It may not come naturally at first, but once you start, you may find yourself laughing at the absurdity of laughing at nothing…which just leads to more laughter. And it really works! Research shows that laughter interventions lessen emotional and physical stressors.
Step 7. Put on Some Tunes
Many of us feel music in our souls as much as listen to it with our ears, so it’s no wonder that putting on some tunes can lift our spirits. “Listening to uplifting or soothing music can quickly change your mood when you’re feeling down,” says Hafeez.
So what’s your favorite song? Pop in your earbuds and take a listen when you’re feeling low. To amp yourself out of a bad mood, choose something with a killer beat. Or to chill out when you’re frazzled, opt for a more peaceful track.
Step 8. Nibble On Some Chocolate
Consider this your permission to eat chocolate (yes, yes, in moderation)! “Chocolate contains flavonoids, a type of antioxidant that stimulates brain chemicals and increases blood flow to the brain. It also seems to release endorphins, which make you happy,” says culinary nutritionist Laura M. Ali, R.D., author of The MIND Diet for Two.

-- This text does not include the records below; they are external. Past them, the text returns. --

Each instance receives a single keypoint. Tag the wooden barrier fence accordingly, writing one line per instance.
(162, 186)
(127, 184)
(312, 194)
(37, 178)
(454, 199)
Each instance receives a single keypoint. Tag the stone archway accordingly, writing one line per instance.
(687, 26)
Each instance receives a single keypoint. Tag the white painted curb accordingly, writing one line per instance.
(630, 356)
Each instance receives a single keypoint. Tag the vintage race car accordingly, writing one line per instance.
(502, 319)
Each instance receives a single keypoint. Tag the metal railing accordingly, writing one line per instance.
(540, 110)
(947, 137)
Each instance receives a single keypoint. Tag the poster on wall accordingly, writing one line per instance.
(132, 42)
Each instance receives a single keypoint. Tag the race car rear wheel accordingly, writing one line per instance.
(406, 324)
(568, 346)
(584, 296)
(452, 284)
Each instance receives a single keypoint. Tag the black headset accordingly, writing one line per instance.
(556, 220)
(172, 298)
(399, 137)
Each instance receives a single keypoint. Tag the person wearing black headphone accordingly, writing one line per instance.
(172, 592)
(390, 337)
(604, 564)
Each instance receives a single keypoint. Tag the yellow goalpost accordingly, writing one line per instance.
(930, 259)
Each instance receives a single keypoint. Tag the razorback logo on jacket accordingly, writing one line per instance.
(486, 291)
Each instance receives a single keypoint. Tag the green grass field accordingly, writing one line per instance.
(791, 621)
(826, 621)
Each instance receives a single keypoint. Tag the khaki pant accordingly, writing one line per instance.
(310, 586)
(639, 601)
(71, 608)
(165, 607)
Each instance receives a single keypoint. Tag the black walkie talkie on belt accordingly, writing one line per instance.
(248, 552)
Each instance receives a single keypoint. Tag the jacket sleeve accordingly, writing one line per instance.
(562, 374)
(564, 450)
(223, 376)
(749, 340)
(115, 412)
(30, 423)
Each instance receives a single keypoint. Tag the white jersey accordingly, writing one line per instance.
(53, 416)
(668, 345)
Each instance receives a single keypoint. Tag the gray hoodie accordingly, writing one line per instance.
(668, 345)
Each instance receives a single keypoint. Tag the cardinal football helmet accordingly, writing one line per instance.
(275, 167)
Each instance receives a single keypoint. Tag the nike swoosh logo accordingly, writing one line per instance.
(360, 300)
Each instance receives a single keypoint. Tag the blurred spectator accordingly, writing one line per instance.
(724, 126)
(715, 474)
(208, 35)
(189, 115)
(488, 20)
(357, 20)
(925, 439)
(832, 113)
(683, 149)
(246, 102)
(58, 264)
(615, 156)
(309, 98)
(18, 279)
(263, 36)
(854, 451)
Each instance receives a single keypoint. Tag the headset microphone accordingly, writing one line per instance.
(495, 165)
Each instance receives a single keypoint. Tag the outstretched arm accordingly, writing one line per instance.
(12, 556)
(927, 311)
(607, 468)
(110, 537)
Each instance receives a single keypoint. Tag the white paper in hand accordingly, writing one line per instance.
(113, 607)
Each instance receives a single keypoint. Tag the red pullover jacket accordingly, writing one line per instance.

Read More: 8 Foods That Can Boost Your Mood
While these compounds peak in effectiveness around two to three hours after consumption, they reach the bloodstream and brain and start taking effect within just 30 minutes, Ali says. Just note that a small piece is all you’ll need—and make sure you go for dark chocolate. The dark variety has more flavonoids than milk chocolate, so the darker your bar the better.
Step 9. Call a Friend
In a world where texting is the default communication mode, picking up the phone can feel downright old-fashioned. But calling a friend for an actual chat could make a major difference to your mood. 2023 research published in Communication Research revealed that contacting a friend and engaging in quality conversation led to a meaningful boost in mood. So go ’90s-style and call a pal—you and your friend will likely benefit.
Step 10. Pause for Gratitude
“When we’re in a bad mood, it’s easy to focus on what’s going wrong or what we lack,” says Hafeez. Instead of ruminating on that critical comment from your boss or the aggravating thing your spouse keeps doing, take some time to recenter your thoughts around what’s right in your life. Journal about five things you’re grateful for, put up a social media post about something good that’s happened recently, or call a loved one to express thanks for something they’ve done for you.
You may find your bad mood evaporates in light of your blessings. “Reflecting on the things you’re grateful for can shift your perspective and improve your mood,” Hafeez says. “Gratitude practices have been shown to increase overall well-being and happiness.”